The Hezbollah terror group has launched an online ‘crowdfunding’ drive inviting supporters to contribute toward the group’s purchasing of military equipment and gear for its militants.

The Lebanese-based terror group has created a series banners featuring helmets, bullet-proof vests, guns and ammunition with telephone numbers prominently displayed advising how to contribute.

“Mujahids on glorious battlefronts are in need of clothing and military equipment,” a statement on the website reads.

An accompanying video shows a Hezbollah fighter adjusting his military fatigues, preparing for conflict.

There is also a custom hashtag “equip a mujhaid,” that the group has been circulating to increase viral activity of the campaign on social media networks such as Facebook and Twitter.

‘Financial jihad’ is nothing new, according to a website promoting the money-raising campaign; Rather, constant rejuvenation and reminders are needed so that those who can afford to contribute can fulfill their requirement to perform Jihad as prescribed by the Koran.

The website features a set of telephone numbers spread across regions in Lebanon and also provides a number for “international relations” as well as a special “women’s division.”

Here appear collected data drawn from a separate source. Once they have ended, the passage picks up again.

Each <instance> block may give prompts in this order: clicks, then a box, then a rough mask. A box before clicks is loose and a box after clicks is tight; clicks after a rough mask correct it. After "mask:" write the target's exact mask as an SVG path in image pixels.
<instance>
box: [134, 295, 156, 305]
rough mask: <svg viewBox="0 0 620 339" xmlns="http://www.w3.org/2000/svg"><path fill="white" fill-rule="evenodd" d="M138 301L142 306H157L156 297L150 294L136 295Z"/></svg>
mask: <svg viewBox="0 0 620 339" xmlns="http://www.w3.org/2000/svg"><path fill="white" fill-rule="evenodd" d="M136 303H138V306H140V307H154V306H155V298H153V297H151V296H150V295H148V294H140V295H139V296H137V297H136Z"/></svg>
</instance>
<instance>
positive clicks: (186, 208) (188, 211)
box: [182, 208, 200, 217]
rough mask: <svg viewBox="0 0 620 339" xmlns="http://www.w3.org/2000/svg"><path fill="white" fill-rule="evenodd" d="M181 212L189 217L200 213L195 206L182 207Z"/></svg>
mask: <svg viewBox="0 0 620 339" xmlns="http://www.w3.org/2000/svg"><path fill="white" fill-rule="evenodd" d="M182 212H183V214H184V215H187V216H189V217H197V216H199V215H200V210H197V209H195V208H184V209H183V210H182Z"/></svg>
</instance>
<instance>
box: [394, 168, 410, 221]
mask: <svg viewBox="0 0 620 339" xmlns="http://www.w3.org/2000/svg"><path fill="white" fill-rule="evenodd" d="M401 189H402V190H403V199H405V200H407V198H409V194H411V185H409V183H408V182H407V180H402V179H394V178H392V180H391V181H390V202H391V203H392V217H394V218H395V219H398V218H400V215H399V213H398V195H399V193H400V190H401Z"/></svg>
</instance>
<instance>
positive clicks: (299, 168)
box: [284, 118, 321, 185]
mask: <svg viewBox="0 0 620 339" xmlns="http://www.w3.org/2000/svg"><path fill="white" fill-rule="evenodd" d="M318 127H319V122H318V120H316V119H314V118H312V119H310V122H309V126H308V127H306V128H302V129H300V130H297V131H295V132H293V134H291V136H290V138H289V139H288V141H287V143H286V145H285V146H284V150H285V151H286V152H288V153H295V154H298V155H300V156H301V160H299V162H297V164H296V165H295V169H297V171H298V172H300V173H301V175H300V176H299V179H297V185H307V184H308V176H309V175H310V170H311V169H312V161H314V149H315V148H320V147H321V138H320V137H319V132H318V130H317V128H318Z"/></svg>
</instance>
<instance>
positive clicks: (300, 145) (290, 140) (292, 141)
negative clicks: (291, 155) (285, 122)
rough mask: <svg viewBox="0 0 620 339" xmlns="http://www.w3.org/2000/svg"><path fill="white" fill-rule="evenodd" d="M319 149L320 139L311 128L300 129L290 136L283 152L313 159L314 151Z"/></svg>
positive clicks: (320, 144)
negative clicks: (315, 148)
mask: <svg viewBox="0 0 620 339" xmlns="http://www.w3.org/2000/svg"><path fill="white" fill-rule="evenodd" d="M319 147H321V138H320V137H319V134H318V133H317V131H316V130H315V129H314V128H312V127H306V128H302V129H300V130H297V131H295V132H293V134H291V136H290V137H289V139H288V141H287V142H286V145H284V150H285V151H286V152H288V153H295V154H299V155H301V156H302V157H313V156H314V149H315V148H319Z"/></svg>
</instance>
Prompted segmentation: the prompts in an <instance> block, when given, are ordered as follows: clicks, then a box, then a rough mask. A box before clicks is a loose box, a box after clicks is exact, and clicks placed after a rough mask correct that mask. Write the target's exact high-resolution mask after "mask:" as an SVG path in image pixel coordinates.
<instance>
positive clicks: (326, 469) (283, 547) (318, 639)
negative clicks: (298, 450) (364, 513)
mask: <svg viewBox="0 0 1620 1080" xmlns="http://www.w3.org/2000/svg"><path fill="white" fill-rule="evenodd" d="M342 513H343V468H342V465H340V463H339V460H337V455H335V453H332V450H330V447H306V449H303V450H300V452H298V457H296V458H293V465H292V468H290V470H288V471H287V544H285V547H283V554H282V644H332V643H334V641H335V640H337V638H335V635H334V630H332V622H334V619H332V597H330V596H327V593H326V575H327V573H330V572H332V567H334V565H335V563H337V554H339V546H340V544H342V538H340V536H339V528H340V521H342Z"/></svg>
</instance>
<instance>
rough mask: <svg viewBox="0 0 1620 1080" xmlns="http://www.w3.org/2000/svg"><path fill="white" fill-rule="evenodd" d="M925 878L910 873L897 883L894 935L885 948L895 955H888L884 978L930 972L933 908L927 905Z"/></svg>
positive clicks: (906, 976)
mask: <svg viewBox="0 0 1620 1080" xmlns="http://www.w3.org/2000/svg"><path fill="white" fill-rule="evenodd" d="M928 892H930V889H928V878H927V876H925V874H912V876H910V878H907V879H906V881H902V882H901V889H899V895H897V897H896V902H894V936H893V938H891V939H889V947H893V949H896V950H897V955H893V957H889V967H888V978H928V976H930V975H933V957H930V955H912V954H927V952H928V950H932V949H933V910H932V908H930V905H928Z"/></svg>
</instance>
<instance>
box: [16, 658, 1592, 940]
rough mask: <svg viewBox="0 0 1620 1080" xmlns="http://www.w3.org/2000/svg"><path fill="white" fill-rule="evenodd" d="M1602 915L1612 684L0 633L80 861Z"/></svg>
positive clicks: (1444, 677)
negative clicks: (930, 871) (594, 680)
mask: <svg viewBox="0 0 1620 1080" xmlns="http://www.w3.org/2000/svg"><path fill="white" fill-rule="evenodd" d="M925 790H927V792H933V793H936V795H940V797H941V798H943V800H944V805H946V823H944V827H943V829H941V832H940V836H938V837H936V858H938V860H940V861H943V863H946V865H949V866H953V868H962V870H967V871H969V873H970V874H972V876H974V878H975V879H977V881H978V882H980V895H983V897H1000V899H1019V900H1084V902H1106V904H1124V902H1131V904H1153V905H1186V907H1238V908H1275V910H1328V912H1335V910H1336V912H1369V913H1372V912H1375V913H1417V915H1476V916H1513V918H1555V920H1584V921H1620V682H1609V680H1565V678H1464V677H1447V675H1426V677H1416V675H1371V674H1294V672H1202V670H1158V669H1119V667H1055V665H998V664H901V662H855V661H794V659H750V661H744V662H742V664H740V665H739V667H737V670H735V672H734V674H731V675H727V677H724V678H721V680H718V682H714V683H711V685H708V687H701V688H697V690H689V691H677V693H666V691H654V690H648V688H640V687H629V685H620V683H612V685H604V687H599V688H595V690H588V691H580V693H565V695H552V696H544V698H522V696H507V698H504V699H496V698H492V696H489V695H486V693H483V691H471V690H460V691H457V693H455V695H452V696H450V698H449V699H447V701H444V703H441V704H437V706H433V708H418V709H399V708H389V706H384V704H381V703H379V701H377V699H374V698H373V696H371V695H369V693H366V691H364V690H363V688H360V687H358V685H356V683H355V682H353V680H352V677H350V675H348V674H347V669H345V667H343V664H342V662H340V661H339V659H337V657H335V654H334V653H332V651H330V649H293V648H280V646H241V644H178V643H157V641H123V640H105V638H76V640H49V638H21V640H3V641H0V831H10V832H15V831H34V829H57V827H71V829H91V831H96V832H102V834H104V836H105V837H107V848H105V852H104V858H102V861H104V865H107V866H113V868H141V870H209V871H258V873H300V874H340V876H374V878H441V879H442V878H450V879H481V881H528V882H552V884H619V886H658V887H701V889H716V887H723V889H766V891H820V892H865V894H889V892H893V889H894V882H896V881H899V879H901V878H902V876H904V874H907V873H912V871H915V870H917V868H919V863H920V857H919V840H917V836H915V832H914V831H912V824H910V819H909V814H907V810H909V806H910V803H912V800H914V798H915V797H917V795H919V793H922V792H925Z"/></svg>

Hezbollah’s primary source of funding comes from Iran’s government and is estimated by the U.S. to be at around $100 million per year, though some analysts believe the figure could be as high as $200 million annually.

Iran’s regime also profits extensively from drug cartels across South America, funneling those funds to Hezbollah and the financing of other terror activities.

Critics in the Arab world have ridiculed the campaign as a sign of a weakness on Hezbollah’s part, questioning whether the terror group is ‘running a little low on resources.’

“Iran’s finances are running scarce due to its immersion in regional and international conflict,” one Lebanese anti-Hezbollah newspaper said, a reference to Iran’s involvements in conflicts across the Middle East.

Iranian involvement in the Syria conflict has been widely documented, with reports that as many as 70,000 troops have been deployed to the war-ravaged country.

At least 1000 Iranian soldiers have died in the conflict.

Iran has also been accused of running an ‘arms pipeline’ to Yemen’s Houthi rebels fighting a bloody civil war against a Saudi-backed campaign supporting the internationally recognized government of President Abdrabbuh Mansur Hadi.

Meanwhile, Hezbollah remains a continued threat to Israel. Described by the country’s defense establishment as the number one threat to Israel, the once guerilla-like army has been emboldened by the experiences of fighting a ‘real war’ in Syria and smuggling ‘game changing weaponry’ into Lebanon.